К нам совсем недавно присоединилась другая ватага ребят – эти группы то и дело распадались и сливались с другими, и сейчас я не мог вспомнить, когда отбился от той компании, где был Бьянконе, и пошел в другую сторону.
Я вышел на лестницу и позвал:
– Бьянконе!
Потом повернул в какой-то коридор и снова крикнул:
– Бьянконе!
Мне показалось, что до меня откуда-то донеслись голоса, но я не разобрал откуда. Открыв наудачу одну дверь, я оказался в мастерской какого-то кустаря. В углу стоял столярный верстак, а посреди комнаты – низкий верстачок не то столяра-краснодеревщика, не то резчика по дереву. На полу валялись стружки, окурки, желтели опилки, словно еще две минуты назад здесь работали. По всей комнате были разбросаны сотни обломков инструментов и всевозможных предметов, сделанных этим кустарем, – рамок, шкатулок, спинок от стульев и бессчетное количество ручек для зонтов.
День клонился к вечеру. Посреди комнаты висел абажур без лампы с противовесом в виде груши. Комната слабо освещалась лучами заката, проникавшими сквозь низкое окошко. Я рассматривал стоявших в ряд на стеллаже кукол, предназначенных, должно быть, для стрельбы в цель или для театра марионеток. Лица этих кукол были только слегка намечены, но по ним уже угадывалась врожденная склонность мастера к гротеску и карикатуре, некоторые из них были раскрашены, другие стояли неоконченными. Лишь две или три из этих голов были отломаны и разделили участь вещей, находившихся в комнате; остальные торчали на своих шеях, кривя в бессмысленной улыбке деревянные губы и вылупив круглые глаза. Мне даже показалось, что иные из них покачиваются из стороны в сторону на столбиках, изображавших шеи, может быть, от сквозняка, может быть, потому, что я очень стремительно вошел в комнату.

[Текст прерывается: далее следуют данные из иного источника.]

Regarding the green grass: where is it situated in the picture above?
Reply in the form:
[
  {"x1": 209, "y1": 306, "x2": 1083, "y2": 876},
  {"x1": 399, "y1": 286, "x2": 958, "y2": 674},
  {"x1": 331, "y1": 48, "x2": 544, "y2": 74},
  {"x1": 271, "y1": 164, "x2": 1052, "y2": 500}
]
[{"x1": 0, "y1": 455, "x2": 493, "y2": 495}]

А что, если здесь только что кто-то был и нарочно качнул их? Я открыл следующую дверь. Тут стояла кровать, нетронутая люлька, распахнутый настежь, совершенно пустой шкаф. Я пошел дальше. В последней комнате весь пол был засыпан бумагами – письмами, открытками, фотографиями. Бросилась в глаза фотография новобрачных: он – солдат, она – блондинка. Я присел на корточки и взял одно письмо. "Ma cherie"28. Это была ее комната. Стоя на одном колене, я, несмотря на сгущающиеся сумерки, принялся разбирать это письмо, прочитал один лист, стал искать второй. В этот момент в дверь вломилась ватага молодых фашистов из N. Моряки тяжело дышали и рвались вперед, словно ищейки. Они сгрудились вокруг меня.
– Что тут? Что ты нашел?
– Ничего, ровным счетом ничего, – пробормотал я.
Порывшись в этом ворохе бумаги, разбросав его ногами, они, все так же сопя и отдуваясь, выскочили из комнаты.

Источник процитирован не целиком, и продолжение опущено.